Other than the few ranger stations there is no fresh water available for paddlers in the Everglades and if you go there you’re back where you started.
I LOVE my coffee in the morning so I carry more than the 1/gal/day.
I would supplement my water supply with smaller bottles that are easy to stash in cubbyholes.
I too have given water to parched paddlers.

@edh87 said:
Thank you for the replies! Do dehydrated veggies stay good without refrigeration much longer than fresh veggies? Even if they are not vacuum packed?

Yes… I often start vacuum packed but am not OCD enough to put one meal sizes in one vac seal pouch… No doubt it would be a good idea too
But my method is to buy a 16 oz package of mixed veggies, throw it in the dehydrator and then put the result in one vacuum bag… Of course no one or two eats through all of that so I bring a zip loc spare ( its sad we cant reseal the vac bag) to store the excess for the remainder of the trip.
What spoils your veggies is moisture and air… But you can expose unmoistured veggies to air for a few days… Even in Florida.

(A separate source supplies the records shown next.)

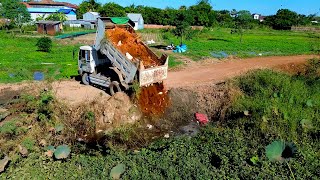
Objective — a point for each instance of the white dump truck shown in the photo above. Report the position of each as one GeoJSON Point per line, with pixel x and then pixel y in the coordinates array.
{"type": "Point", "coordinates": [104, 65]}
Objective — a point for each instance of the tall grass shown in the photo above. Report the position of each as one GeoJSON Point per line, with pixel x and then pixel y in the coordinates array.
{"type": "Point", "coordinates": [258, 41]}
{"type": "Point", "coordinates": [19, 59]}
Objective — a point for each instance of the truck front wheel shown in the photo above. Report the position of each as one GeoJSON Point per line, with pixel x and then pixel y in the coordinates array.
{"type": "Point", "coordinates": [85, 79]}
{"type": "Point", "coordinates": [114, 87]}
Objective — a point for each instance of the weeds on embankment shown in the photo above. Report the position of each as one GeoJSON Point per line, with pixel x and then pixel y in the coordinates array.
{"type": "Point", "coordinates": [265, 106]}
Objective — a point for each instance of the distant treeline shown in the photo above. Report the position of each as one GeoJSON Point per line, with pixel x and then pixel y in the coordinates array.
{"type": "Point", "coordinates": [201, 14]}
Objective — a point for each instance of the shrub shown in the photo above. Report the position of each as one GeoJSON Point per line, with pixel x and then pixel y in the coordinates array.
{"type": "Point", "coordinates": [44, 44]}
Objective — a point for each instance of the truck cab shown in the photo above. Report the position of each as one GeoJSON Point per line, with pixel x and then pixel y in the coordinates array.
{"type": "Point", "coordinates": [86, 61]}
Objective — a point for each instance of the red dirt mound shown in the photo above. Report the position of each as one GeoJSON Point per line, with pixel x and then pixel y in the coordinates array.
{"type": "Point", "coordinates": [130, 43]}
{"type": "Point", "coordinates": [153, 100]}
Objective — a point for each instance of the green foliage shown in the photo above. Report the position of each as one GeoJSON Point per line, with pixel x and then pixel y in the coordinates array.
{"type": "Point", "coordinates": [87, 6]}
{"type": "Point", "coordinates": [274, 150]}
{"type": "Point", "coordinates": [29, 143]}
{"type": "Point", "coordinates": [62, 152]}
{"type": "Point", "coordinates": [117, 171]}
{"type": "Point", "coordinates": [44, 44]}
{"type": "Point", "coordinates": [90, 116]}
{"type": "Point", "coordinates": [9, 128]}
{"type": "Point", "coordinates": [182, 25]}
{"type": "Point", "coordinates": [278, 102]}
{"type": "Point", "coordinates": [50, 148]}
{"type": "Point", "coordinates": [59, 127]}
{"type": "Point", "coordinates": [16, 12]}
{"type": "Point", "coordinates": [242, 21]}
{"type": "Point", "coordinates": [285, 19]}
{"type": "Point", "coordinates": [112, 10]}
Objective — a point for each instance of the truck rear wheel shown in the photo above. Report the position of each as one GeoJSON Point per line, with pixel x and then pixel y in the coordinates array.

We all know that stuff happens and as paddlers we should help our fellow paddlers without comment or judgment… The recipient is already embarrassed… In this case we were on the same campsite and he had been there for three days and not one as planned. I managed to surf in without faceplanting but the waves on Highland were huge and stayed so…

For me, it’s granola bars, because I’d have noplace to plug in the microwave, LOL!

Seriously, though, what’s the issue with potable water? There are, like, dozens of filters on the market now, so once you hit land, you can use whatever’s there.

Here:
https://www.amazon.com/Best-Sellers-Sports-Outdoors-Camping-Hiking-Water-Filters/zgbs/sporting-goods/3402141

@greyheron In order to filter water you need fresh water to start. There is zero fresh water available in the places I mentioned in Maine for ex.

Non salt water paddlers often confuse water filters ( under $100) for desalinators ( under $1000… the cheapest is Kataydn Survivor 06 at $999.00. )

I take dehydrated when weight matters. If there are few portages, weight matters little, so I will bring pre-hydrated foods, of which there are many choices in the super market. I like prepared foods that come in a pouch, such as Uncle Bens rice and Tastie Bites. Boil a pot of salt water and drop in your pouches, and your food is ready faster than a Mountain House rehydrated meal, and you’ve not used any of your water supply. Canned food also works, but leaves you the can to pack out. There is also water content in canned and pouch food, so you get some hydration while eating, which, theoretically, reduces the amount of water you need to consume.

So, other than the convenience and simplicity of dehydrated meals, there are few advantages to carrying dehydrated AND the water to rehydrate it.

~~Chip

One thing you can do with salt water is use it to cook pasta. I have been often mixing salt with fresh, as I had fresh available, but using straight salt water should work fine also.

I cooked pasta with salt water. It came out way too salty for my taste. Maybe mixing in half fresh water would make it okay. I’ve never tried it again.

You can dehydrate pasta. Rehydration does require fresh water, but when you cook pasta from scratch, the water is discarded. It will probably take as much fresh water to mix with the salt water and boil the pasta as you would use to rehydrate, so no real gain to boiling with sea water.

If you like a lot of salt in your food, seawater might be okay. Try it and see.